93This application first commenced before me on 16 November 2020.  On that day and after her counsel commenced to open her case, the plaintiff ultimately made an application to adjourn the hearing to obtain clarifying medical opinion from Professor Bittar.[103] The need for that adjournment highlights an initial issue in this application, namely whether the plaintiff’s current presentation is due to a physical injury, a psychiatric condition, or both.  To be able to answer that question it is necessary to have a full and accurate picture of the plaintiff’s life before and after the accident, which was not the case in this application.
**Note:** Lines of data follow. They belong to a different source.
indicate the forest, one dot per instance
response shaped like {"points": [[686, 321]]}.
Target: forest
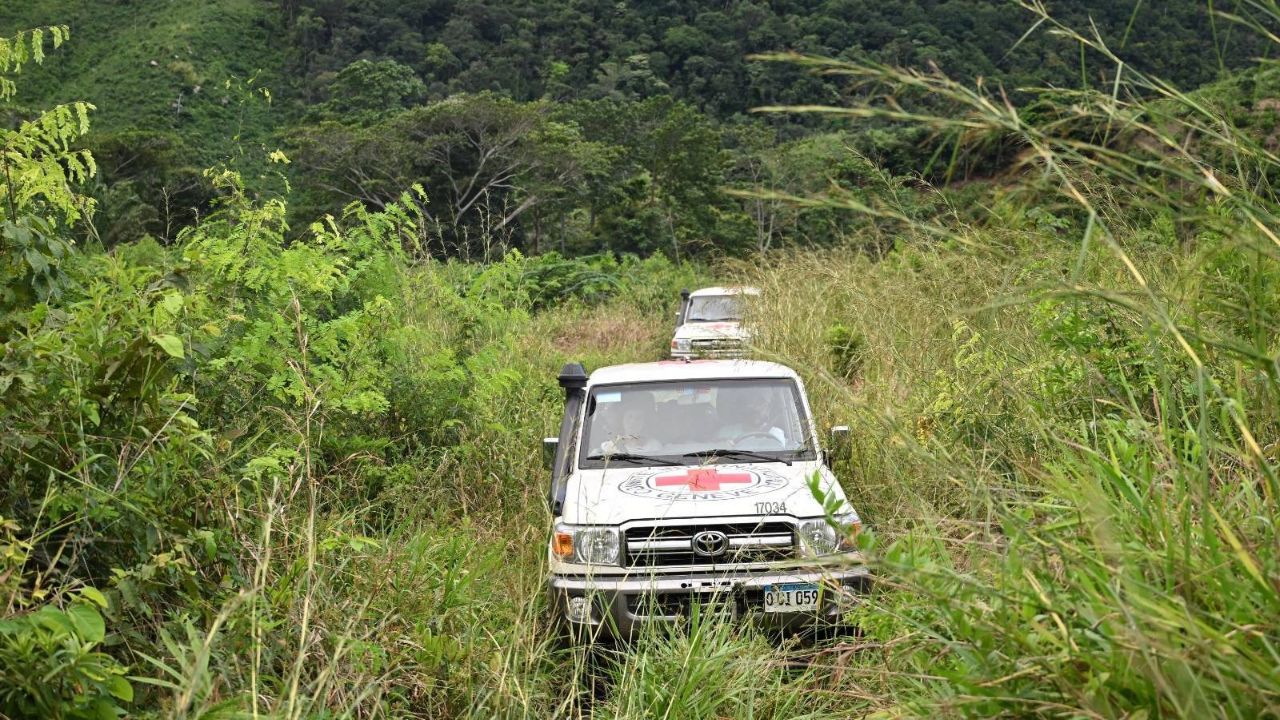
{"points": [[612, 127], [286, 286]]}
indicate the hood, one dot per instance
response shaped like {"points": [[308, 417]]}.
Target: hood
{"points": [[712, 331], [617, 495]]}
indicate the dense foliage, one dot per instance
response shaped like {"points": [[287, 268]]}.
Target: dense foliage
{"points": [[585, 101], [277, 461]]}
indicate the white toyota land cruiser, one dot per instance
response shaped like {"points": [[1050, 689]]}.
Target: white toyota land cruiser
{"points": [[689, 482], [709, 323]]}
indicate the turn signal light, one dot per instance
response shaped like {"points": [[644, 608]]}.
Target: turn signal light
{"points": [[562, 545], [851, 532]]}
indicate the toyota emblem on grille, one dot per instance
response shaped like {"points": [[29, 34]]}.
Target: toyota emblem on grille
{"points": [[711, 543]]}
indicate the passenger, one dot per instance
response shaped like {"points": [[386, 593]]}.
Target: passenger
{"points": [[634, 433], [746, 422]]}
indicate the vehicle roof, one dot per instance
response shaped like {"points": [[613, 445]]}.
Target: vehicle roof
{"points": [[689, 370], [705, 291]]}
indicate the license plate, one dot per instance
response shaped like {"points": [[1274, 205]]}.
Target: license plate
{"points": [[790, 597]]}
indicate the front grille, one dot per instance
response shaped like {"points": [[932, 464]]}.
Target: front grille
{"points": [[673, 545], [716, 343]]}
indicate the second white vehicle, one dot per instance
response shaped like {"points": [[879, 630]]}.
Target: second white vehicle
{"points": [[709, 323]]}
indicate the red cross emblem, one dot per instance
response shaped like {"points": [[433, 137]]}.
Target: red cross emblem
{"points": [[702, 479]]}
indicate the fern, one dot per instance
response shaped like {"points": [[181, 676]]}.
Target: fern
{"points": [[39, 168]]}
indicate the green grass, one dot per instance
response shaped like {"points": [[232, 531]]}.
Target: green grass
{"points": [[316, 463]]}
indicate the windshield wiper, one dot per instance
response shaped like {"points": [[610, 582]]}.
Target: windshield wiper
{"points": [[634, 458], [731, 452]]}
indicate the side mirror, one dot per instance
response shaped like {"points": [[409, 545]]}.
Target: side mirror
{"points": [[839, 442], [549, 446]]}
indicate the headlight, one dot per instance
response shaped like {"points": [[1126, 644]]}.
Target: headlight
{"points": [[586, 546], [819, 537]]}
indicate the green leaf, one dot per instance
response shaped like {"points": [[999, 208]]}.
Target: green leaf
{"points": [[94, 596], [87, 621], [170, 343]]}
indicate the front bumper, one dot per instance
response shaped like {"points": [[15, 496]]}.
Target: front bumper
{"points": [[620, 606]]}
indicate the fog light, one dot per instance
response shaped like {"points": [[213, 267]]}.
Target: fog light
{"points": [[579, 609]]}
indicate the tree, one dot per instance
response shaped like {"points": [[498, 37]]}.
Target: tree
{"points": [[487, 162], [39, 165]]}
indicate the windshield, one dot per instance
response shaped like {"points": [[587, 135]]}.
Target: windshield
{"points": [[713, 309], [676, 420]]}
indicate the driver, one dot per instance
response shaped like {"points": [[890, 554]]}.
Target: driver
{"points": [[634, 432], [744, 413]]}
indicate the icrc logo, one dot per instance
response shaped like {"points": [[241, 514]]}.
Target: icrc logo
{"points": [[702, 483]]}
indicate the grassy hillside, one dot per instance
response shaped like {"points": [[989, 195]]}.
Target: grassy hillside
{"points": [[293, 470]]}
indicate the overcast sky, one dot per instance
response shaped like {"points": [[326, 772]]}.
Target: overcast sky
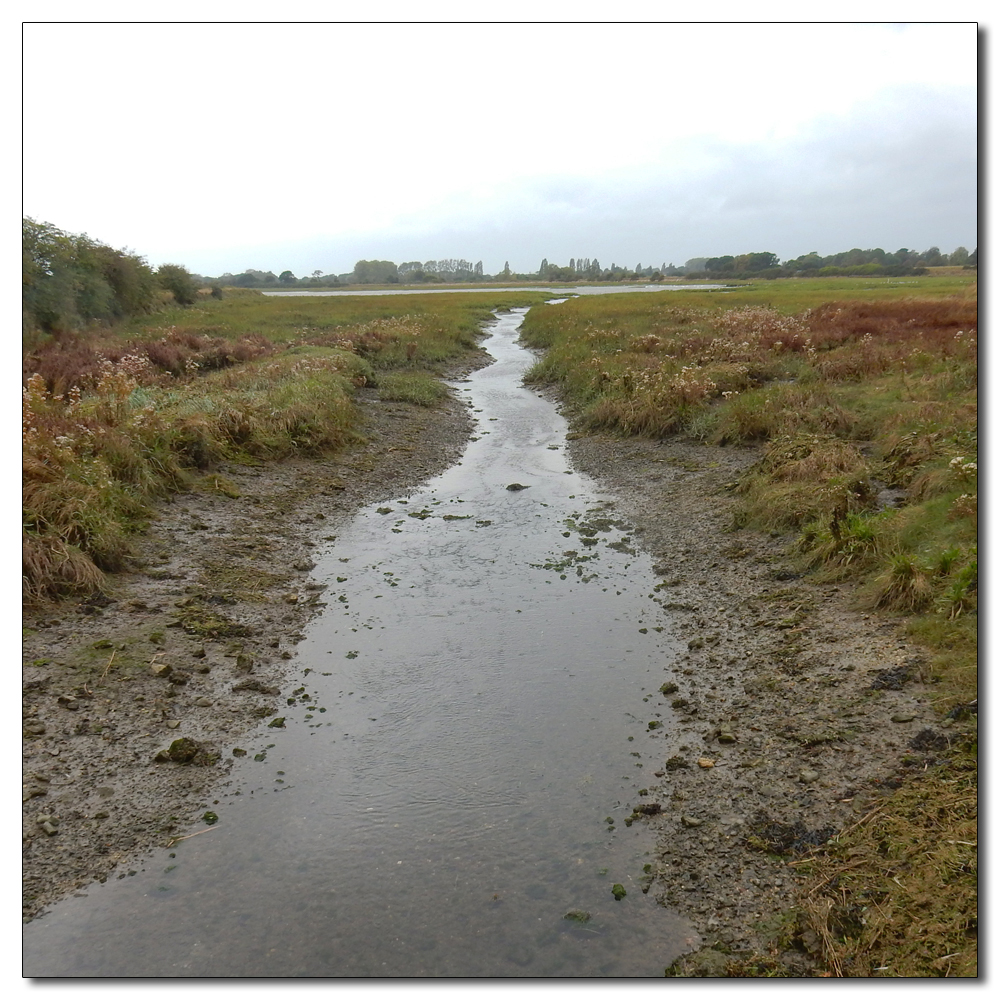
{"points": [[274, 146]]}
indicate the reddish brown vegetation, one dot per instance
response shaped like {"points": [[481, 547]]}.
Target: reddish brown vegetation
{"points": [[76, 360]]}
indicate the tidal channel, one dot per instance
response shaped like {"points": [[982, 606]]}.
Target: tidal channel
{"points": [[466, 733]]}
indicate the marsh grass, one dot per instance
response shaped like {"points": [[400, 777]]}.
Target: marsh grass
{"points": [[116, 419], [845, 395], [895, 896], [850, 390]]}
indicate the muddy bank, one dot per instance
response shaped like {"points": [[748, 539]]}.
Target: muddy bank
{"points": [[193, 644], [778, 719], [794, 713]]}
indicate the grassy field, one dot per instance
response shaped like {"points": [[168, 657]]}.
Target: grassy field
{"points": [[861, 398], [113, 419]]}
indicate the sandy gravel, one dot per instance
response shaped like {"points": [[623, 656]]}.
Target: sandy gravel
{"points": [[803, 707], [775, 690]]}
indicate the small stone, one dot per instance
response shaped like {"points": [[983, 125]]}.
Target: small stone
{"points": [[183, 751]]}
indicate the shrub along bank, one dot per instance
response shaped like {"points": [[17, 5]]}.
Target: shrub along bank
{"points": [[864, 409], [114, 419]]}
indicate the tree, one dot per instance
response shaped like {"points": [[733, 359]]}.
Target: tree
{"points": [[375, 272], [179, 281]]}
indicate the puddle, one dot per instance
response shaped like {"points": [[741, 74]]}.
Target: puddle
{"points": [[464, 741]]}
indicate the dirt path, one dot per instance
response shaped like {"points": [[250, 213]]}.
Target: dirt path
{"points": [[787, 691], [806, 710]]}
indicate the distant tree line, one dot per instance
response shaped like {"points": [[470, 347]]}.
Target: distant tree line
{"points": [[70, 281], [849, 262]]}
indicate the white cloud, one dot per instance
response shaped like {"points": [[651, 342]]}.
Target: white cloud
{"points": [[240, 142]]}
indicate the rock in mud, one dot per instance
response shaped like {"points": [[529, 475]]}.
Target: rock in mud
{"points": [[647, 808], [181, 751], [253, 685]]}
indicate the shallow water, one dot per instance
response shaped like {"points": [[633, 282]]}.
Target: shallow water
{"points": [[468, 714]]}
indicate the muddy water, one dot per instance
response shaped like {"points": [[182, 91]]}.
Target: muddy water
{"points": [[467, 717]]}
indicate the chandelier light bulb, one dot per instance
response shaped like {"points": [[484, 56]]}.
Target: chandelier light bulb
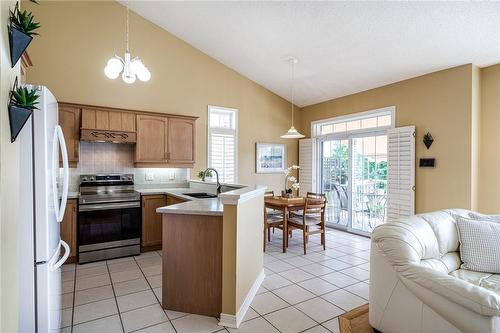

[103] In fact, not only did she obtain reports from Professor Bittar, but she also obtained the report of Dr Akil and she swore a further affidavit.

94The plaintiff failed in her affidavits and in the ‘witness box’ to provide a full and accurate picture of her life before and after the accident.  She is an unreliable witness.  The resolution of this application has involved attempting to make sense of the plaintiff’s evidence, particularly her oral evidence in cross-examination, together with an examination of the 287 pages of her Court Book and the 288 pages of the Defendant’s Court Book.  The Court was not assisted by the inadequate nature of the plaintiff’s affidavit material or the way in which she gave her evidence.  To determine this application based on the whole of the evidence has involved a tedious exercise, as reflected by the length of this judgment.  Ultimately the plaintiff’s application must fail for the reasons set out. She has failed to discharge her evidentiary burden.  The application will be dismissed.

95I will hear from the parties as to the appropriate costs orders.